When I returned to Reims, I was confronted by the following question, a tenacious one I had not acknowledged (at least I had not really acknowledged it in my written work, or in my life): in taking as my point of theoretical departure—by which I mean establishing a framework for thinking about myself, my past, and my present—the seemingly obvious idea that the complete break I had made with my family was due to my homosexuality, to my father’s deeply rooted homophobia, to the homophobia rampant in the milieu in which I was living (and doubtless all this was absolutely true), had I not at the same time offered myself noble and incontestable reasons for avoiding the thought that this was just as much a break with the class background I came from?

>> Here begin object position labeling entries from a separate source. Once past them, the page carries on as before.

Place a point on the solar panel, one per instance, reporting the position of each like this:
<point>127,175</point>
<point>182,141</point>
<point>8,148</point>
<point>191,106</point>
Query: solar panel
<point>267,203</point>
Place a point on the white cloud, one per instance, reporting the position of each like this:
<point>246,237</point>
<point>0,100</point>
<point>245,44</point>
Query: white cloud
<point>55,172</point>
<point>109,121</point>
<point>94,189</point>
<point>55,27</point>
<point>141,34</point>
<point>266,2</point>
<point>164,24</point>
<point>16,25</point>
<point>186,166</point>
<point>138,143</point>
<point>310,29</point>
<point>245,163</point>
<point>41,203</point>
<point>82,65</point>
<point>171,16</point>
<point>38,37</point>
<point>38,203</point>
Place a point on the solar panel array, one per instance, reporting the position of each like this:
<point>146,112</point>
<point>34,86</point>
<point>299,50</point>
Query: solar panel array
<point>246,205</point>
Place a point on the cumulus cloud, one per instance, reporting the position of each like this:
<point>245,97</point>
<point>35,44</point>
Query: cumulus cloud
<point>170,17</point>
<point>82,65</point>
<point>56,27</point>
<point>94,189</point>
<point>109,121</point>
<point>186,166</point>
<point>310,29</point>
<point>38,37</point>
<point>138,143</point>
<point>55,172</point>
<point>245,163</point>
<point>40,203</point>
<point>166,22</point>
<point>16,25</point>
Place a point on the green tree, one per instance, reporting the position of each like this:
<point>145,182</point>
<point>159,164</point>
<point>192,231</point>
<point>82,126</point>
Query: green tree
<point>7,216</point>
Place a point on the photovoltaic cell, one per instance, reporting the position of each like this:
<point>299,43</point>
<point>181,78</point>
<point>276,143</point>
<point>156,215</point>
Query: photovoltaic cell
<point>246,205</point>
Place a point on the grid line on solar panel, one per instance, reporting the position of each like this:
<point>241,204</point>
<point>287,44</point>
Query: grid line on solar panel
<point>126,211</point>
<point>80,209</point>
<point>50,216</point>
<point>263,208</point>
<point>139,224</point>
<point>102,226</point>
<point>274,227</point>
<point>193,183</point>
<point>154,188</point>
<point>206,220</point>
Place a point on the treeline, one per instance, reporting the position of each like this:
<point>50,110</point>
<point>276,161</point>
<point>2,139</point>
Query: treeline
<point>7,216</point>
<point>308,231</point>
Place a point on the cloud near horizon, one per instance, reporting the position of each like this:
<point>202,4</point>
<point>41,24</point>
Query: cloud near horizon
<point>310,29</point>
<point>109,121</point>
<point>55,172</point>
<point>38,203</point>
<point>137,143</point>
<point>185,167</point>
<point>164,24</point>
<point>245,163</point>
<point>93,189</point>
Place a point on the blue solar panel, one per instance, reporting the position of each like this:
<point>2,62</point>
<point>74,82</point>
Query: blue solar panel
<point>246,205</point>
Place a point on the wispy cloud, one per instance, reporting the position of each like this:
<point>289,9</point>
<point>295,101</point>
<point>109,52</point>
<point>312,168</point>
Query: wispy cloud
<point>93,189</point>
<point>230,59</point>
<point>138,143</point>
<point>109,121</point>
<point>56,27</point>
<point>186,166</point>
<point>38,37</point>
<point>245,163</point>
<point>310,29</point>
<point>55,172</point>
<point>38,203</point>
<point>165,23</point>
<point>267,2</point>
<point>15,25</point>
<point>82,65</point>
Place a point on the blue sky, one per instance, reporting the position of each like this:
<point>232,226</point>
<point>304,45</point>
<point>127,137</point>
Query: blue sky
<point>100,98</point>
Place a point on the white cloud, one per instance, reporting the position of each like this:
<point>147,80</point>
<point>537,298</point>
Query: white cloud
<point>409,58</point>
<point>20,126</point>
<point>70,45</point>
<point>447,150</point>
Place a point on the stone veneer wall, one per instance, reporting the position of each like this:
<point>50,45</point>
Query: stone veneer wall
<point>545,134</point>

In the course of my life, following the typical path of a young gay man who moves to the city, builds up new social networks, and learns what it means to be gay by discovering the gay world that already exists, inventing himself as gay on the basis of that discovery, I had also followed another path, a class-based one: this is the itinerary of those who are frequently labeled “class traitors.” And surely a “traitor” or a “renegade” is what I was, one whose only concern, a more or less permanent and more or less conscious one, was to put as much distance as possible between himself and his class of origin, to escape from the social surroundings of his childhood and his adolescence.8

Of course I retained a political solidarity with the world of my early years, to the extent that I never came to share the values of the dominant class. I always felt awkward or incensed when hearing people around me talking scornfully or flippantly about working class people and their habits and ways of life. After all, that’s where I came from. I would also experience an immediate hatred on encountering the hostility that well-to-do, well-established people would express towards strikes, political activism, protests, and forms of popular resistance. Certain class reflexes persist despite all our efforts to separate ourselves from our social origins, even those efforts aimed at personal transformation. And on those occasions in my daily life, rare but not non-existent, in which I gave way to hasty and disdainful opinions that characterize a view of the world and other people that we might as well call class racism, my reactions nonetheless more often than not resembled those of Paul Nizan’s character, Antoine Bloyé. A portrait of Nizan’s father, Bloyé is a former worker who has become bourgeois, and he still feels hurt by the derogatory remarks about the working class that he hears made by those people around him who now constitute his social milieu. It feels as if he were being targeted along with the milieu to which he used to belong: “How could he share their opinions without completely betraying his own childhood?”9 Every time I would “betray” my own childhood, by sharing in deprecatory opinions, inevitably a nagging bad conscience would make itself felt, if not sooner, then later.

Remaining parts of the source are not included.